Henry Beston had a little house built on a distant sand dune. Though it was small, it was his refuge from the busy world, a place where he could listen to the wind and the ocean, and write in peace. Henry planned on using the house “only occasionally,” but in September of 1926, after his two week stay was over, Henry decided to stay a while longer. In the end he stayed in his little house, the Fo’c’sle, for a whole year “to watch the unheralded ceremony of Nature unfold and to write about the never-ending pageantry of Creation.”

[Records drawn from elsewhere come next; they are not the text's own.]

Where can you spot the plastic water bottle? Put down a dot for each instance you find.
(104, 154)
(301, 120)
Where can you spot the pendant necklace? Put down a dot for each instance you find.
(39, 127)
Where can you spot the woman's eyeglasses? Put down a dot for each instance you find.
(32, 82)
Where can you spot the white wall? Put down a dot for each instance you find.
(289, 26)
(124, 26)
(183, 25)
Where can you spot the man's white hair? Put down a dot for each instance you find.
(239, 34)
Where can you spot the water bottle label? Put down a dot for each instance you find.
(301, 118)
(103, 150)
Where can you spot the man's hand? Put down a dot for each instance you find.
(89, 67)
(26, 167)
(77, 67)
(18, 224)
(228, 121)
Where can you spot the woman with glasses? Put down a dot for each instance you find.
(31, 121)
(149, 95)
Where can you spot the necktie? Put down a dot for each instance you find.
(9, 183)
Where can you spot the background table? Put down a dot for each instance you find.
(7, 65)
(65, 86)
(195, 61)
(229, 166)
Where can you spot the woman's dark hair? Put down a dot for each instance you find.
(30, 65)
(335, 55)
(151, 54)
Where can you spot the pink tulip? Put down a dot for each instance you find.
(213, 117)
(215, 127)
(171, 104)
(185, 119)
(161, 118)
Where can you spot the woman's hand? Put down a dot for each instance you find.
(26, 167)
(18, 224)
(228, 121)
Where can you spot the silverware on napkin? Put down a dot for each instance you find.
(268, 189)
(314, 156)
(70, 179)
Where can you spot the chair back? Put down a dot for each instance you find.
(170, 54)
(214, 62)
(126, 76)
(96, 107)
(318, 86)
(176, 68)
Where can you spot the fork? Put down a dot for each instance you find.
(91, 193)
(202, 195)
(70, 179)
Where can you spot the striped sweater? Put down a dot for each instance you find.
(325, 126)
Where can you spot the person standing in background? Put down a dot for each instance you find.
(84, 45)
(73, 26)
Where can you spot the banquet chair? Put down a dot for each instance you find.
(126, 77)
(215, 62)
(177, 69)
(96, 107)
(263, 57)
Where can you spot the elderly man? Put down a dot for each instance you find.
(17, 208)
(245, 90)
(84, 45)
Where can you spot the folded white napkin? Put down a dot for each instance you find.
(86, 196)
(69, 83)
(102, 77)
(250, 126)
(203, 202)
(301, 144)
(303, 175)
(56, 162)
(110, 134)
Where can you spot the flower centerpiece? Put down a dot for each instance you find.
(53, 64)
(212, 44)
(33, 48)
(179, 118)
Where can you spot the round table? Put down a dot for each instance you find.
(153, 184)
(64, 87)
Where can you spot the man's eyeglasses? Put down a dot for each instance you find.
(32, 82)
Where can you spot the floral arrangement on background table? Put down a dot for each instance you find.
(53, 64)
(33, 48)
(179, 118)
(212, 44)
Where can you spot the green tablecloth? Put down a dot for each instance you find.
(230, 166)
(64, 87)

   Though Henry was alone, he was not lonely for he was always busy. He saw the people in town when he walked there to get supplies, and the birds were always there to keep him company. He wrote about his avian neighbors in his journal, delighting in the rhythm of their lives.

   The winter that year was harsh, the worst that anyone had experienced in fifty years. Henry stayed warm and cozy in his little house, a driftwood fire in his fireplace keeping him warm. The surfmen who patrolled up and down the shoreline were grateful to sit a spell in front of the fire, to talk to Henry, and to collect and deliver letters for him.

   When the winter finally began to “release its icy grip on the weary coast,” Henry began to notice the little changes that indicated that spring was on its way. He even went out onto the dunes in the middle of the night to hear and watch the migratory birds flying over his head.

   In this special and memorable nonfiction picture book the author pairs beautiful paintings with a lyrical description of the year that Henry Beston spent living in his little house by the ocean. The author includes quotes from Henry’s writings that capture the awe that he had for the natural world, and the wonder that he experienced as he watched the year unfold before his eyes.